Elogio à corrupção – 2

Por: Ipojuca Pontes


Voltando ao tema do poder da corrupção no Brasil da Era Lula, cada vez mais robusto, continuo a desfilar relação de pessoas da vida política acusadas de envolvimento com a dita cuja. A despeito dos escândalos do dossiêgate, sanguessugas e mensalão, elas continuam firmes como o Pão de Açúcar.

Caso 5 – José Dirceu. Ex-chefe da Casa Civil do governo Lula e homem forte do PT, ajudou a promover dentro do partido as figuras de José Genoino, Delúbio Soares, Silvinho Pereira e Marcelo Sereno, sendo considerado um dos responsáveis pela chegada do operário-relâmpago ao Planalto. Guerrilheiro sem guerrilha, mas amigo de Raúl Castro (substituto de Fidel no comando de Cuba, a ilha-cárcere), Dirceu, com seus métodos bolchevistas, foi tido no relatório final do mensalão, assinado pelo procurador-geral da República Antonio Fernando de Souza, como o “chefe do organograma delituoso” da “sofisticada organização criminosa” – no conceito já clássico do Procurador-geral sobre a ex-cúpula do PT.

Lembramos que dias antes de deixar a chefia da Casa Civil, em 2005, Zé Dirceu garantiu num jantar em Madrid, Espanha, que o governo petista ficaria no poder no mínimo dezesseis anos, na certa pensando em sentar ele próprio na cadeira de Lula depois do segundo mandato.

Hoje: semana passada, ao saber da adesão do PSDB à candidatura de Arlindo Chinaglia à presidência da Câmara, o cassado Dirceu, num jantar em Lisboa, esfregou as mãos: “É a vitória do meu candidato!”

De fato, com Chinaglia presidente da Câmara a anistia de Dirceu fica praticamente assegurada.
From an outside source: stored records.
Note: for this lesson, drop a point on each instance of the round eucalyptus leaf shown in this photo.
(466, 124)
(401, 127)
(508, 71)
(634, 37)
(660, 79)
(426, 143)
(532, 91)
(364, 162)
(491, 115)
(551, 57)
Daí à presidente da República é só um passo – claro, se Lula não quiser amarrar o bode pela terceira vez.

Caso 6 – Antonio Palocci. De formação trotskista, ligado ao Comitê de Solidariedade aos Movimentos de Libertação Nacional da Colômbia (leia-se Farcs), Palocci transformou-se de repente no “gênio” das finanças nacionais ao adotar, como ministro da Fazenda, o que os esquerdistas chamam de modelo econômico “neoliberal”.

Na gestão da prefeitura da Ribeirão Preto, o trotskista foi acusado de receber, segundo o assessor e algoz Rogério Buratti, a propina mensal de R$ 50 mil, arrancada da Leão & Leão, a empresa prestadora de serviços conivente com esquema de superfaturamento em contrato de coleta de lixo com a Prefeitura de Ribeirão.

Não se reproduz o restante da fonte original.